Hollandse zaken

Prinsjesdag als carnaval

Prinsjesdag is een carnavaleske manier om de spot te drijven met het onoverkomelijke en om zo onze menselijke onderworpenheid te verdringen.
16 september 2014 | Dagblad de Limburger / Limburgs Dagblad

Voor u is het ‘hoedjes-kijken’ misschien een belevenis, voor mij heeft Prinsjesdag altijd iets triestigs. Dat komt niet alleen omdat het gebruik teruggrijpt op vergane glorie of omdat de aankomende herfst de uitbundigheid van de zomer probeert te smoren. Nee, wat mij triest maakt, is wat het zegt over hoe we tegen het leven aankijken. Een begroting is een rem op levensvreugde. Het is een klinische berekening die voor een heel jaar onzekerheden weg moet poetsen en ons leven daarmee ook van spontaniteit ontdoet.

U kent misschien het gezegde dat er twee zekerheden in het leven zijn: de dood en het moeten betalen van belastingen. Prinsjesdag gaat over dat laatste en het is tevens het enige waar we zelf iets van kunnen maken. Wij trommelen daarom de koning op, die vervolgens uitlegt wat ambtenaren voor ons hebben bedacht. Door onze politieke cultuur van meerderheidscoalities is wat er gezegd wordt meteen ook een voldongen feit, alhoewel de Tweede Kamer daarna nog weken grotendeels voor de vorm zal debatteren.

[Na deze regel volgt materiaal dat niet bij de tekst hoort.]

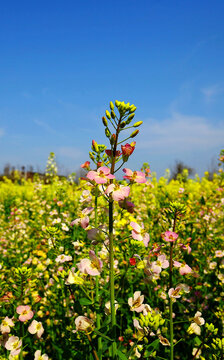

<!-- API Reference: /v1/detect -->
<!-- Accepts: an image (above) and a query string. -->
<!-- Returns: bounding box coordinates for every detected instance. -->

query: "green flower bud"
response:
[89,151,95,161]
[102,116,108,126]
[111,110,116,119]
[120,121,126,129]
[105,128,111,138]
[105,110,111,120]
[130,130,139,138]
[133,121,143,127]
[129,105,137,113]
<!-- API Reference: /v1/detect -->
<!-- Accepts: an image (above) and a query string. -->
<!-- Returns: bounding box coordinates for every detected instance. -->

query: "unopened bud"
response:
[130,130,139,138]
[110,134,116,145]
[111,110,116,119]
[129,105,137,113]
[106,110,111,120]
[105,128,111,138]
[89,151,95,160]
[133,121,143,127]
[102,116,108,126]
[92,140,99,152]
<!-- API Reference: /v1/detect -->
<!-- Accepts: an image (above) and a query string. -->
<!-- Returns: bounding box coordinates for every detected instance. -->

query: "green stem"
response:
[169,213,177,360]
[95,196,102,360]
[109,199,116,359]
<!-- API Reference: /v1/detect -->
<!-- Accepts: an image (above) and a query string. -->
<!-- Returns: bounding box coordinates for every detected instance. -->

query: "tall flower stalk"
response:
[87,100,142,359]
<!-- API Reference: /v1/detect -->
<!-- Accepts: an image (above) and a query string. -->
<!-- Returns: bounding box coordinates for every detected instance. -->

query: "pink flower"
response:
[151,254,169,274]
[55,254,72,263]
[77,250,103,276]
[86,166,115,184]
[118,199,135,214]
[168,286,182,301]
[0,316,15,334]
[162,231,178,242]
[130,221,149,247]
[81,161,90,170]
[121,141,136,162]
[34,350,49,360]
[28,320,44,338]
[173,260,192,275]
[105,184,130,201]
[128,291,145,312]
[123,168,146,183]
[5,336,22,356]
[71,207,93,229]
[16,305,34,322]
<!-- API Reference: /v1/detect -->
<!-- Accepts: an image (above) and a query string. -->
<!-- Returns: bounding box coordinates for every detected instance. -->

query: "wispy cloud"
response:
[138,112,224,155]
[57,146,84,160]
[201,84,222,102]
[33,119,55,134]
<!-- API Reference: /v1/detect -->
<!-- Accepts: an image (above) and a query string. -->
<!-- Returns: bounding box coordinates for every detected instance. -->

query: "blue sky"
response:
[0,0,224,176]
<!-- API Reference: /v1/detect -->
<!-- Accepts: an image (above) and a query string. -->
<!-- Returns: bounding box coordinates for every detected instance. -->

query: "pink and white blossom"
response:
[71,207,93,229]
[86,166,115,184]
[105,184,130,201]
[123,168,146,184]
[5,336,22,356]
[77,250,103,276]
[0,316,15,334]
[130,221,149,247]
[34,350,49,360]
[128,291,145,312]
[28,320,44,338]
[16,305,34,322]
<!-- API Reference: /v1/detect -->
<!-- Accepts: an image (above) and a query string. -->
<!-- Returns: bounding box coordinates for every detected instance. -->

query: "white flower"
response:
[28,320,44,338]
[34,350,48,360]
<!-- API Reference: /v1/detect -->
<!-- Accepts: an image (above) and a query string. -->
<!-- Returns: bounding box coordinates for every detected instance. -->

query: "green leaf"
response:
[116,349,128,360]
[94,329,113,341]
[79,298,93,305]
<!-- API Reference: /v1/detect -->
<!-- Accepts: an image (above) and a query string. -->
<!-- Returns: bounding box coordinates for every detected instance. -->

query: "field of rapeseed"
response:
[0,101,224,360]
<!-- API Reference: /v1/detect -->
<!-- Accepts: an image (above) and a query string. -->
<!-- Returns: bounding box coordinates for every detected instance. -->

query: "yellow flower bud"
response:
[106,110,111,120]
[133,121,143,127]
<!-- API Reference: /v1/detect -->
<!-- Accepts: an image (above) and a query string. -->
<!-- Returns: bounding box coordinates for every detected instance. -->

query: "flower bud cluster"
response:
[138,310,165,331]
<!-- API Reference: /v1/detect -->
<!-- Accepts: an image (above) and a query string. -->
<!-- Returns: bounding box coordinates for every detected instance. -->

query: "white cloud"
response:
[57,146,85,160]
[33,119,55,134]
[201,84,222,102]
[138,112,224,155]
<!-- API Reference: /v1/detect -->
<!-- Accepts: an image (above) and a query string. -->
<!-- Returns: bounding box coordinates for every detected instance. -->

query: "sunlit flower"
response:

Misschien is het daarom dat politici en media er een spelletje van maken om het embargo op het voortijdig delen van de stukken te omzeilen. Dan gebeurt er tenminste nog iets, is er reuring en zitten wij op de bank naar een soap te kijken. Met politici die dan als clowns voor ons dansen. Inmiddels lijkt de discussie over de zin van het embargo trouwens ook onderdeel van de hele traditie geworden.

Premier Rutte maakt het mij ook niet gemakkelijker. Zo zal hij zich voortdurend in algemeenheden uitdrukken als ‘iedereen gaat er op achter-/vooruit’. Of verwijst hij naar de ‘doorberekeningen van het koopkrachtplaatje door het CPB’. Voordat u naar hem luistert, zou u beter eerst uw kinderen tellen, kijken in welke constructie u met wie samenleeft en het aantal vierkante meters woonruimte paraat houden. Het Centraal Planbureau heeft de hokjes klaargezet en de premier vertelt u waar u in mag gaan passen.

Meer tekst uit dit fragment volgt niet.